The problem has been already described in a previous message:
http://lkml.org/lkml/2008/2/25/312
with some additional observations, as described in:
http://lkml.org/lkml/2008/3/12/96
Recently I found that the IRQ# used by the driver/NIC has been
somehow disabled/masked at the IO-APIC, blocking the interrupts to
the driver irq_handler, so the messages: NETDEV WATCHDOG....
Pitting:
disable_irq(_nosync)(irq#);
enable_irq(irq#);
in the dev->tx_timeout() method restores the working state of eth0,
(at least for skge), so the interface now works posting (sometimes)
NETDEV WATCHDOG: eth0: transmit timed out
messages in the log.
If I EXPORT_SYMBOL(irq_desc) (from kernel/irq/handle.c)

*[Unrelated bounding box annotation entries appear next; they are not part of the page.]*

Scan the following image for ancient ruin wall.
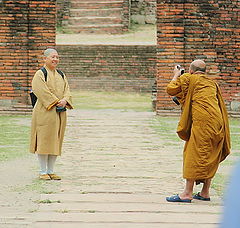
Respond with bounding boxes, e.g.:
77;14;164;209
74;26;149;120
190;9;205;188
157;0;240;113
0;0;56;110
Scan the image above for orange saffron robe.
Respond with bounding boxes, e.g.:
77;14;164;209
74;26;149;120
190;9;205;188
167;73;230;181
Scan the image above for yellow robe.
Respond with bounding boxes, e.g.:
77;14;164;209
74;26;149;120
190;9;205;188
30;66;73;155
167;73;230;182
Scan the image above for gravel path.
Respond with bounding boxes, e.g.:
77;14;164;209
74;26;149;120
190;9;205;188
0;110;221;228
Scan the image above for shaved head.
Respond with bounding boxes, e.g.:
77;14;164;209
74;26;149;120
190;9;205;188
190;59;206;73
43;48;57;57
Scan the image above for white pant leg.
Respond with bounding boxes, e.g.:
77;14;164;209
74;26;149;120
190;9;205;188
38;154;48;175
47;155;57;174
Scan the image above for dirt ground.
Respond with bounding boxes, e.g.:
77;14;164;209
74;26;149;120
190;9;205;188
0;109;229;228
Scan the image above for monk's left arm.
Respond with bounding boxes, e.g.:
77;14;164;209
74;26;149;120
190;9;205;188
63;76;73;109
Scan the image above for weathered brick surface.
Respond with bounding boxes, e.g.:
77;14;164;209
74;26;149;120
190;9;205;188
57;0;130;34
0;0;56;111
57;45;156;92
157;0;240;113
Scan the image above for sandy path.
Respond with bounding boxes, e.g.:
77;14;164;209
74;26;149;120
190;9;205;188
0;110;221;228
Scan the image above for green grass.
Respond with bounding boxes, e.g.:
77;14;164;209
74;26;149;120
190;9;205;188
0;116;30;161
72;91;152;111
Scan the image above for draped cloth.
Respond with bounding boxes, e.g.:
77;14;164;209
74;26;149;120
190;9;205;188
167;73;230;183
30;66;73;155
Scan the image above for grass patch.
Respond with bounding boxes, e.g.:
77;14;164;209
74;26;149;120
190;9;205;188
72;91;152;112
0;116;30;161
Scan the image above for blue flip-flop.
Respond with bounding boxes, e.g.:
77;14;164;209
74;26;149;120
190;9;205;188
166;195;192;203
193;192;210;201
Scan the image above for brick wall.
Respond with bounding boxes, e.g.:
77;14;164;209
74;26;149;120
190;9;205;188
56;0;71;28
157;0;240;113
57;0;130;34
0;0;55;114
57;45;156;92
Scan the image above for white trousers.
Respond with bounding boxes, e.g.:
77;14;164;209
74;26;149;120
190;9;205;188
38;154;57;175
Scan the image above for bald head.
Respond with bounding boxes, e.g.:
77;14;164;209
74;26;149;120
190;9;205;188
43;48;57;57
190;59;206;74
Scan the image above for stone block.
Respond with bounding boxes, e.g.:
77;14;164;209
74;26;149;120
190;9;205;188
131;15;146;25
145;15;157;24
231;101;240;111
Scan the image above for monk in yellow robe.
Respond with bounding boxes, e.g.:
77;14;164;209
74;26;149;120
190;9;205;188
166;60;230;203
30;48;73;180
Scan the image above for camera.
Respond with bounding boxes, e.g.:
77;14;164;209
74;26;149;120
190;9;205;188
177;65;185;75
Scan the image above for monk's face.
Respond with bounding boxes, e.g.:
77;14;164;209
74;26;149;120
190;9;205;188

I am able to restore the working state of the eth0 interface with
(irq_desc + irq#)->chip->enable(irq#)
or
(irq_desc + irq#)->chip->unmask(irq#)
(properly locked), instead of disable/enable_irq(irq#),
Just for info the driver irq_handler always return IRQ_HANDLED and never
(verified) IRQ_NONE, so the irq# is not disabled due to unhandled irqs -
yes the driver declares IRQF_SHARED, but is the only one on this irq#
(as viewed in /proc/interrupts).
The system is runing kernel-2.6.14.3-SMP (AMD64 X2) on Asus A7V Deluxe
Am I observing IRQ locking/rice condition OUT of net driver?
All suggestions for further investigation are wellcome.
Marin Mitov